Sınırlandırılmış olan devlet bundan sonra ne yapacaktır? Kamunun hakim olduğu devletçi ya da karma bir ekonominin yönetiminden ziyade devlet, serbest piyasa ekonomisinin işlerliği için rekabeti teşvik etme ve rekabeti engelleyecek kuralları saptama işlevini üstlenecektir. Dolayısıyla, neoliberal teorisyenlerin merkezi planlamayı reddetmelerinin altında yatan sebep budur. Diğer bir deyişle, merkezi planlamanın yerine serbest piyasa ekonomisi alacaktır. Artık, bütün ekonomik sistem ve ona bağlı olan yönetsel ve politik sistem serbest piyasa ekonomisene göre şekilenecektir. O yüzden, serbest piyasa mekanizmasına güvenilmesi ve ona işlerlik kazandırılması sık sık vurgulanmaktadır. Sonuç olarak, modern toplumdaki devletçilik anlayışı yerine, piyasa ekonomisinin gerekliliği öne çıkarılmaktadır.

Hatta kimi neoliberal teorisyenler, piyasa ekonomisine fonksiyonel işlerlik kazandırabilmek için devletin düzenleyici kararlar almasını ve uygulamasını gerekli görmektedirler.
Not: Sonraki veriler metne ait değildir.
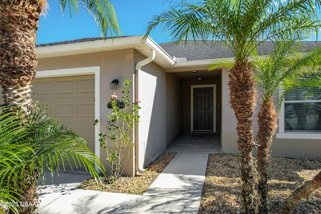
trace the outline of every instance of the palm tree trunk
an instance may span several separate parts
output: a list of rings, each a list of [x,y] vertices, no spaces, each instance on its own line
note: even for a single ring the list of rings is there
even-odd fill
[[[296,188],[284,202],[280,214],[290,213],[294,206],[301,198],[309,195],[315,189],[321,186],[321,171],[312,180],[305,181],[301,186]]]
[[[32,106],[31,83],[36,76],[36,41],[44,0],[0,0],[0,84],[6,105]]]
[[[257,149],[257,172],[260,175],[258,191],[261,196],[259,213],[268,213],[267,180],[270,177],[271,150],[273,135],[277,127],[277,113],[272,99],[264,100],[260,105],[258,113],[258,131],[256,136],[259,147]]]
[[[31,111],[31,81],[36,77],[36,41],[39,18],[47,6],[46,0],[0,0],[0,84],[4,105],[19,106],[23,114]],[[35,163],[35,164],[37,164]],[[33,204],[38,175],[20,181],[25,198]],[[33,213],[33,206],[21,207],[23,213]]]
[[[252,115],[256,103],[255,82],[253,69],[245,60],[235,62],[228,73],[230,103],[237,121],[238,149],[243,185],[242,196],[245,212],[255,213],[258,210],[257,193],[255,187],[258,176],[254,167],[252,149],[253,141]]]

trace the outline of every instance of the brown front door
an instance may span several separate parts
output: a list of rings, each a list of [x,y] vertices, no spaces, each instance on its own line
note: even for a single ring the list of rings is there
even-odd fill
[[[194,131],[213,130],[213,88],[194,89]]]

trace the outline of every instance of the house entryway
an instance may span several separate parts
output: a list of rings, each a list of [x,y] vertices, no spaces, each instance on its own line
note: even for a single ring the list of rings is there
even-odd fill
[[[170,143],[168,152],[222,153],[220,134],[183,133]]]

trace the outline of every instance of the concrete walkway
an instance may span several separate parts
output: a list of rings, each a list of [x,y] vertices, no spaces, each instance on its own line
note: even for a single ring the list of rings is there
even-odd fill
[[[41,186],[38,213],[197,213],[208,158],[178,153],[142,195],[75,189],[90,176],[60,173]]]

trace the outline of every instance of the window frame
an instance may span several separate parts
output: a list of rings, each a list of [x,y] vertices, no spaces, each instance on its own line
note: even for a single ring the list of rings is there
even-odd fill
[[[282,89],[279,89],[279,95],[281,94],[282,92]],[[284,99],[282,102],[280,112],[279,112],[279,130],[278,133],[275,134],[275,137],[276,138],[321,140],[321,132],[316,133],[313,132],[285,131],[285,102]],[[291,102],[289,101],[289,102]],[[299,101],[295,102],[315,102],[315,101],[304,100],[304,102],[303,101],[302,102]]]

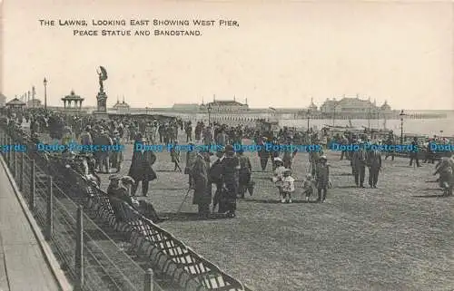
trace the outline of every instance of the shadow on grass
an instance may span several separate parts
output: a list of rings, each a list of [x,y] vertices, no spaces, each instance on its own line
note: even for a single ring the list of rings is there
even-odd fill
[[[441,197],[448,197],[443,194],[435,194],[435,195],[413,195],[411,197],[414,198],[441,198]]]
[[[278,201],[277,199],[242,199],[242,200],[244,202],[252,202],[252,203],[287,204],[287,203],[281,202],[281,200]],[[305,203],[305,204],[307,204],[307,203],[318,203],[318,202],[315,200],[306,201],[306,200],[291,199],[291,203],[289,203],[289,204],[294,204],[294,203],[297,203],[297,204]]]
[[[197,221],[227,218],[225,215],[222,213],[210,213],[208,218],[200,217],[197,212],[161,212],[159,216],[165,217],[166,221]]]

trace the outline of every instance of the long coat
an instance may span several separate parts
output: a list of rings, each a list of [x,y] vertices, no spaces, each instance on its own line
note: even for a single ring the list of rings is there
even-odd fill
[[[195,186],[192,204],[210,205],[212,202],[211,183],[208,181],[208,167],[203,157],[198,154],[192,169],[192,176]]]
[[[152,168],[155,161],[156,156],[153,151],[146,150],[142,152],[134,150],[128,176],[133,178],[135,181],[151,181],[155,179],[157,176]]]

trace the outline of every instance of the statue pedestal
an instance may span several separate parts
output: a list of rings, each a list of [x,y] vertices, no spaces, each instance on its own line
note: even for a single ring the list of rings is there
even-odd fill
[[[109,119],[109,114],[105,112],[100,112],[100,111],[95,111],[93,112],[93,115],[96,120],[108,120]]]
[[[96,95],[96,100],[98,101],[97,112],[107,112],[107,94],[104,91],[100,91]]]

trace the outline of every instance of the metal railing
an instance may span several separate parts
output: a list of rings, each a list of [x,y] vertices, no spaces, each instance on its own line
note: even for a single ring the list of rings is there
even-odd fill
[[[0,129],[0,144],[17,144]],[[28,152],[3,151],[18,188],[74,290],[163,290]],[[39,160],[39,161],[38,161]]]
[[[3,144],[23,142],[23,141],[12,139],[12,136],[6,133],[5,128],[0,131],[2,139],[7,139],[6,141],[4,140]],[[5,152],[5,155],[11,169],[16,169],[14,160],[17,157],[21,156],[21,159],[25,160],[25,171],[22,172],[30,174],[24,175],[25,179],[18,176],[15,177],[18,177],[21,184],[23,179],[27,179],[26,176],[32,177],[32,180],[28,180],[28,184],[25,183],[24,189],[35,189],[35,192],[28,190],[27,193],[25,190],[25,196],[28,198],[28,201],[32,201],[31,209],[37,213],[37,220],[41,221],[44,229],[52,228],[52,227],[49,227],[49,220],[46,220],[49,216],[49,211],[46,209],[49,209],[49,203],[52,203],[49,202],[48,197],[53,195],[50,194],[49,196],[49,193],[54,192],[54,197],[59,198],[54,199],[57,202],[52,203],[51,207],[51,209],[58,208],[57,211],[54,211],[54,215],[56,216],[55,213],[58,213],[59,218],[53,220],[54,235],[51,237],[51,240],[54,240],[55,245],[59,246],[59,247],[56,247],[56,252],[62,253],[63,266],[67,267],[70,277],[74,278],[79,283],[82,277],[84,290],[103,290],[103,288],[97,286],[98,285],[105,286],[106,290],[144,290],[146,284],[143,282],[150,279],[150,274],[148,272],[143,274],[143,269],[130,257],[117,259],[122,251],[109,253],[105,251],[106,248],[100,246],[98,238],[93,238],[94,232],[104,235],[105,239],[103,242],[114,242],[88,216],[96,221],[101,220],[108,223],[118,233],[127,236],[132,248],[136,253],[145,257],[154,267],[171,276],[173,281],[178,283],[184,290],[252,290],[221,270],[216,265],[198,255],[171,233],[126,204],[123,205],[122,208],[124,219],[119,222],[115,218],[107,194],[72,169],[64,168],[58,161],[45,160],[42,155],[36,153],[34,154],[35,160],[29,159],[27,153],[13,151]],[[42,168],[38,168],[38,164]],[[45,170],[42,170],[43,168]],[[45,173],[50,177],[54,177],[54,180],[46,180],[45,177],[47,176]],[[43,186],[38,188],[33,185]],[[48,185],[53,185],[54,189],[50,190]],[[82,251],[78,249],[77,252],[74,247],[68,247],[70,243],[74,245],[74,241],[80,239],[80,236],[77,237],[76,226],[78,226],[77,218],[80,217],[78,211],[82,210],[80,210],[76,203],[84,206],[86,212],[82,216],[84,221],[84,247]],[[87,225],[90,226],[88,229],[86,228]],[[59,233],[61,233],[60,236],[55,235],[55,229],[58,229]],[[92,229],[94,229],[94,231]],[[109,249],[112,252],[112,248]],[[68,254],[68,252],[70,253]],[[75,254],[79,254],[78,252],[83,254],[84,260],[81,260],[83,263],[76,264],[74,258],[76,257]],[[125,253],[123,254],[127,256]],[[78,257],[80,258],[80,257],[79,255]],[[126,267],[124,262],[130,262],[130,266]],[[90,267],[85,267],[81,270],[80,264],[90,266]],[[104,264],[109,266],[108,269],[106,269]],[[121,267],[118,266],[121,266]],[[84,276],[80,274],[84,274]],[[153,285],[156,286],[155,283]]]

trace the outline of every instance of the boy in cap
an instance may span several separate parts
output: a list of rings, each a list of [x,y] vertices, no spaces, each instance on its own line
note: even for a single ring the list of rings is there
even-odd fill
[[[325,155],[320,157],[320,163],[317,167],[317,202],[324,202],[330,184],[330,164]]]

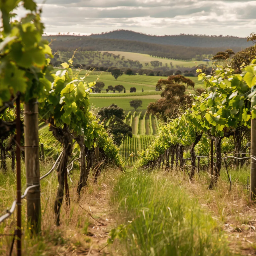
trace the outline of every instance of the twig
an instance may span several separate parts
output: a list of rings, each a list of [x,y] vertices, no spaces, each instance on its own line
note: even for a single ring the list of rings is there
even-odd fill
[[[88,214],[89,214],[89,215],[94,220],[96,220],[96,221],[97,221],[97,222],[99,222],[99,223],[100,223],[100,224],[101,224],[101,226],[107,226],[107,224],[105,224],[104,223],[103,223],[102,222],[101,222],[100,221],[99,221],[98,220],[96,220],[96,219],[95,218],[94,218],[92,217],[92,215],[91,214],[91,213],[90,212],[89,212],[89,211],[87,211],[87,210],[86,210],[84,208],[83,208],[83,207],[82,207],[79,204],[78,204],[78,205],[79,206],[80,206],[80,207],[81,208],[82,208],[82,209],[83,209],[83,210],[84,210],[86,212],[87,212],[87,213],[88,213]]]

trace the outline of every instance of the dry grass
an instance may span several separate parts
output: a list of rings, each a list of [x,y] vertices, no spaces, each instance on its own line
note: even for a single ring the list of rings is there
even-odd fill
[[[42,173],[46,172],[50,165],[49,164],[41,164]],[[23,167],[23,184],[25,185],[24,166]],[[79,169],[77,168],[74,170],[72,176],[73,183],[69,183],[70,208],[69,209],[63,201],[60,214],[61,225],[59,227],[54,223],[53,209],[58,185],[57,173],[54,172],[41,182],[42,231],[41,235],[36,238],[30,238],[30,231],[28,229],[30,227],[27,226],[26,220],[26,200],[22,200],[23,255],[97,255],[110,252],[108,247],[100,252],[99,251],[106,244],[108,233],[115,225],[108,200],[109,184],[113,182],[110,177],[113,171],[109,169],[107,173],[103,172],[97,184],[93,182],[93,177],[91,175],[88,187],[83,190],[78,201],[76,188]],[[8,171],[6,174],[1,173],[1,176],[2,179],[5,176],[7,181],[5,184],[8,186],[4,188],[4,184],[1,184],[0,193],[4,192],[6,195],[6,200],[0,201],[0,208],[3,210],[7,206],[10,205],[15,194],[15,175]],[[10,182],[10,179],[13,180]],[[23,186],[23,191],[25,188]],[[10,218],[0,224],[0,234],[13,233],[16,214],[15,211]],[[9,255],[13,237],[5,236],[0,237],[0,255]],[[16,243],[13,255],[16,255]]]
[[[244,176],[247,178],[249,168],[243,170],[246,172]],[[241,171],[232,171],[239,173]],[[240,174],[233,181],[231,190],[229,183],[221,178],[215,189],[209,190],[209,179],[206,172],[201,173],[200,178],[197,175],[195,180],[192,183],[186,174],[180,172],[177,174],[165,172],[164,173],[175,183],[178,183],[191,198],[196,198],[202,209],[211,213],[212,218],[225,232],[232,253],[239,255],[256,254],[256,205],[250,201],[249,192],[245,184],[239,182]]]
[[[50,163],[41,164],[42,174],[46,172],[51,165]],[[24,166],[22,167],[24,191],[25,181]],[[63,204],[60,227],[54,224],[53,209],[58,185],[56,172],[41,184],[42,232],[41,236],[36,238],[31,239],[29,235],[30,231],[26,224],[26,200],[23,200],[23,255],[127,254],[126,249],[124,249],[125,246],[122,241],[116,242],[114,246],[108,246],[99,251],[106,244],[108,232],[124,221],[122,213],[116,210],[115,204],[113,204],[113,202],[110,203],[114,186],[122,178],[123,173],[109,168],[107,171],[101,174],[97,184],[93,182],[91,174],[88,186],[82,190],[82,195],[78,201],[76,192],[79,176],[77,167],[72,176],[73,183],[69,183],[70,209],[65,203]],[[132,172],[136,172],[134,170]],[[249,200],[249,192],[245,188],[244,184],[234,180],[230,191],[227,181],[220,179],[216,188],[209,190],[207,173],[202,172],[200,174],[200,178],[197,175],[192,183],[189,181],[186,174],[180,170],[155,171],[151,175],[166,179],[170,184],[179,187],[188,195],[188,200],[195,199],[202,210],[209,213],[216,221],[216,232],[221,230],[224,237],[229,242],[231,252],[236,255],[256,254],[256,207]],[[15,196],[15,176],[10,171],[6,174],[0,173],[1,213],[10,205]],[[118,202],[116,202],[118,204]],[[15,215],[0,224],[0,234],[13,233],[16,215],[15,212]],[[102,225],[98,221],[107,225]],[[8,255],[12,239],[11,237],[0,237],[0,255]],[[15,246],[12,255],[16,255]]]

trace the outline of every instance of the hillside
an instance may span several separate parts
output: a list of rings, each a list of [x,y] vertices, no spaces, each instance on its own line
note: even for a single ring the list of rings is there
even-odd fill
[[[246,48],[252,45],[246,38],[234,37],[179,35],[153,36],[128,30],[116,30],[89,37],[138,41],[151,44],[195,47]]]
[[[49,41],[53,40],[51,47],[54,51],[115,51],[150,54],[161,57],[175,59],[190,60],[197,56],[215,54],[218,51],[225,50],[229,46],[224,45],[218,47],[191,47],[182,45],[170,45],[153,44],[132,40],[127,40],[88,36],[54,36],[45,37]],[[244,40],[246,41],[245,39]],[[232,47],[236,52],[242,47]],[[245,47],[244,48],[245,48]]]

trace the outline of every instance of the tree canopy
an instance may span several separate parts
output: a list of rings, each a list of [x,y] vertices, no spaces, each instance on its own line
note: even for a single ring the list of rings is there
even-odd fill
[[[101,109],[98,114],[105,129],[113,135],[114,142],[119,146],[126,136],[132,137],[131,126],[124,122],[125,115],[124,110],[113,104]]]
[[[141,100],[133,100],[130,102],[130,105],[134,108],[136,111],[138,108],[142,107],[142,101]]]

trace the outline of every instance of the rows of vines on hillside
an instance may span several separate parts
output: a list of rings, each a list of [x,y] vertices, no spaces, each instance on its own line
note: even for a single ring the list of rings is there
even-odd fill
[[[174,156],[179,167],[185,164],[183,151],[190,149],[192,168],[190,178],[194,178],[196,168],[195,147],[203,139],[214,140],[216,160],[210,187],[216,184],[220,175],[222,161],[222,143],[225,138],[233,138],[234,151],[239,156],[243,139],[250,132],[251,119],[256,117],[256,60],[244,67],[241,74],[234,74],[229,66],[217,65],[213,75],[198,70],[199,80],[203,80],[207,91],[195,96],[191,107],[160,127],[154,143],[143,152],[138,166],[173,166]]]
[[[15,9],[20,2],[0,3],[3,20],[0,31],[1,155],[5,154],[2,148],[4,141],[11,138],[11,144],[15,144],[16,116],[15,113],[11,114],[10,110],[15,108],[16,99],[20,97],[25,104],[38,104],[40,119],[48,124],[49,131],[63,147],[57,170],[59,185],[55,206],[59,225],[65,176],[73,141],[78,145],[77,154],[80,154],[79,194],[86,185],[90,170],[96,169],[97,178],[104,164],[120,166],[119,149],[89,110],[89,87],[93,84],[88,84],[86,76],[80,77],[79,71],[73,73],[72,58],[69,64],[62,64],[63,70],[53,73],[49,65],[53,57],[51,49],[42,36],[44,27],[40,20],[41,10],[32,0],[24,0],[22,2],[27,14],[18,21],[15,19]],[[23,115],[21,117],[22,120]],[[23,127],[22,124],[22,133]],[[11,148],[7,147],[7,150]],[[99,166],[97,164],[100,161],[103,163]]]

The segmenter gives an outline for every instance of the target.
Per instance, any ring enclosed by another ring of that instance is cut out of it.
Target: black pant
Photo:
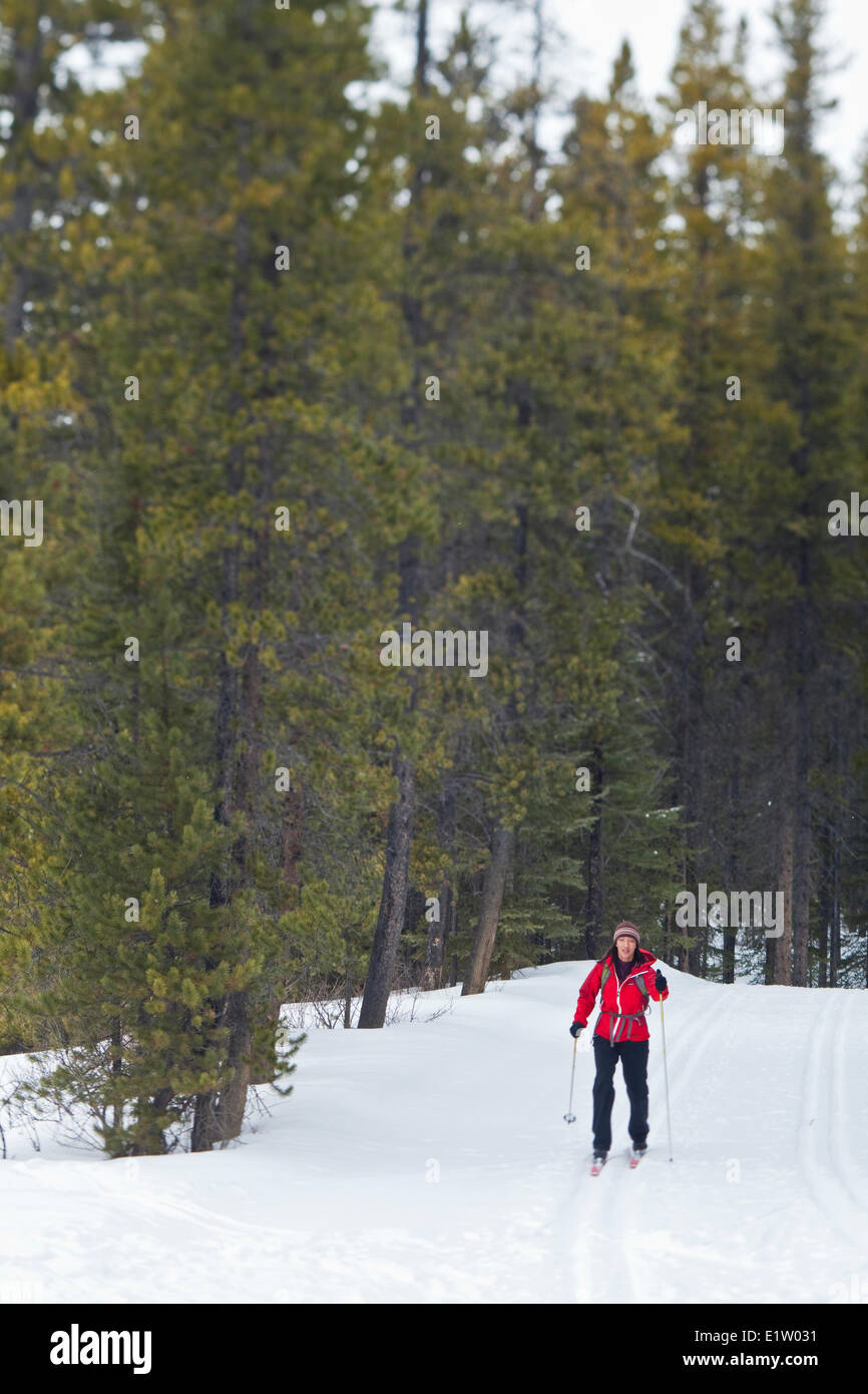
[[[614,1066],[621,1061],[627,1097],[630,1098],[630,1136],[634,1146],[645,1146],[648,1138],[648,1041],[617,1041],[612,1046],[605,1036],[594,1037],[596,1079],[594,1080],[594,1150],[609,1151],[612,1146],[612,1104],[614,1103]]]

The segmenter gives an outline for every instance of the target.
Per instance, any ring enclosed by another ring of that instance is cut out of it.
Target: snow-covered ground
[[[294,1093],[262,1090],[224,1151],[7,1131],[0,1302],[868,1302],[868,993],[663,965],[674,1161],[655,1005],[648,1156],[628,1171],[619,1066],[591,1178],[589,1033],[563,1121],[591,966],[311,1030]]]

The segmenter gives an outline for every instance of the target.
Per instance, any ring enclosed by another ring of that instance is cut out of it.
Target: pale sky
[[[531,50],[529,0],[470,0],[471,17],[485,20],[500,36],[503,59],[527,71]],[[461,0],[429,0],[435,50],[437,38],[449,31],[461,10]],[[546,13],[566,35],[555,43],[549,57],[549,75],[559,79],[564,100],[585,86],[602,95],[621,39],[630,39],[640,91],[652,100],[667,86],[667,72],[676,53],[677,36],[687,0],[545,0]],[[736,3],[726,0],[724,13],[734,24],[747,15],[750,77],[759,86],[759,96],[773,96],[773,82],[780,60],[773,46],[773,26],[768,18],[770,3]],[[524,10],[524,14],[522,14]],[[405,74],[412,63],[412,21],[408,17],[380,13],[375,40],[393,67]],[[843,71],[826,81],[826,95],[839,99],[836,110],[823,116],[819,144],[833,164],[848,178],[854,176],[861,151],[868,141],[868,3],[867,0],[826,0],[823,42],[829,61],[837,66],[850,57]],[[766,91],[764,91],[764,85]],[[772,105],[770,100],[765,105]],[[550,138],[557,139],[557,130]]]
[[[566,105],[585,88],[602,95],[621,39],[633,46],[640,91],[651,102],[667,86],[667,72],[676,53],[679,28],[687,13],[687,0],[543,0],[553,26],[564,42],[550,35],[548,75],[557,82]],[[414,0],[408,0],[415,8]],[[431,33],[435,54],[444,35],[454,26],[467,4],[475,24],[485,22],[499,36],[504,72],[528,72],[531,61],[532,0],[429,0]],[[724,0],[724,13],[734,24],[745,14],[751,31],[750,77],[757,84],[761,105],[773,106],[773,84],[780,71],[773,46],[773,28],[768,18],[770,0]],[[387,57],[398,81],[407,81],[414,59],[412,15],[396,14],[390,0],[378,10],[373,25],[375,49]],[[822,118],[819,144],[832,163],[853,180],[860,156],[868,149],[868,0],[826,0],[823,42],[829,63],[837,67],[826,81],[826,95],[837,98],[837,107]],[[139,46],[124,46],[137,52]],[[84,53],[74,54],[77,68],[86,64]],[[117,70],[93,74],[99,85],[117,81]],[[375,89],[375,95],[376,95]],[[385,86],[383,91],[387,91]],[[549,123],[543,141],[559,144],[563,124]]]

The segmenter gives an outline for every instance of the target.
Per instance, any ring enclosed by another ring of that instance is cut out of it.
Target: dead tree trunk
[[[510,828],[495,828],[492,836],[492,856],[485,871],[485,882],[482,885],[479,921],[476,924],[474,942],[470,951],[470,965],[461,986],[461,997],[470,997],[474,993],[485,991],[488,969],[495,949],[495,937],[497,934],[497,921],[500,919],[503,889],[506,887],[506,878],[510,868],[513,841],[514,835]]]
[[[398,783],[398,796],[389,810],[383,894],[373,933],[365,994],[358,1013],[359,1027],[378,1027],[386,1022],[389,988],[392,987],[401,926],[407,913],[415,771],[412,761],[401,754],[397,742],[393,756],[393,771]]]

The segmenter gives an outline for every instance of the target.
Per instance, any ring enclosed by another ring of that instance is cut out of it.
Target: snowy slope
[[[868,1301],[868,993],[665,967],[649,1153],[591,1178],[591,963],[312,1030],[295,1090],[224,1151],[104,1161],[7,1131],[0,1302]],[[449,1011],[431,1019],[443,1005]],[[0,1061],[0,1073],[17,1065]],[[619,1149],[623,1149],[619,1154]]]

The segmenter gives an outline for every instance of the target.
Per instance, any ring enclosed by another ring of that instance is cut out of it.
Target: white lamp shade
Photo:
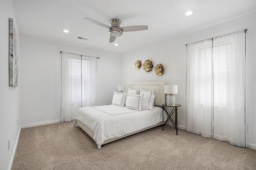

Bir yandan sosyal refah devletinin düzenleyicilik anlayışına sınırlama getirilirken, diğer yandan piyasa ekonomisine fonksiyonellik kazandırmak için devletin düzenleyici kararlar alabilmesi olağan karşılanmaktadır. Bunun nedenleri arasında piyasa mekanizmasının işleyebilmesi, aksaklıkların bertaraf edilmesi, piyasa için bu düzenlemelerin yapılıyor olması yer almaktadır. Bu yüzden bu yazarlar, devletin, özel mülkiyetin kullanım kurallarını, para sistemini oluşturan kuralları, mali sistemi oluşturan kuralları, tekellerin kontrolü ve rekabete işlerlik kazandıracak kuralları saptamasında bir sakınca görmemektedirler.

Sosyal refah devletine getirilen eleştiriler ve serbest piyasa ekonomisine düzülen övgüler doğrultusunda devletin ekonomide, siyasette, yönetimde ve kültürel yapıda bir yeniden yapılanmadan geçmesinin şart olduğu belirtilmektedir. Bu kapsamda reformun ve değişimin kaçınılmazlığı vurgulanmaktadır. Reformun ve değişimin yönü “devletin küçültülmesi”ne doğrudur.

Merkezi devletin güç ve yetkilerinin kısmen yerel yönetimlere devredilmesi istenmektedir. Devletin vergileme yetkisinin kısmen yerel yönetimlere devredilmesi de önerilmektedir. Merkezin yetkilerinin yerel yönetimlere devredilmesi, bu yetkilerin özel sektör ve STK’larla paylaşılmasına kadar bizi götürebilir.

Neoliberal teorisyenler, devleti o derece sınırlandırmışlardır ki, bunun sonucu kamusal alan küçülmüş, sivil toplumun sahip olduğu alan ise gidererek büyümüştür.

Diğer bir ifadeyle, devletin boşalttığı alan, sivil toplum tarafından doldurulmaktadır.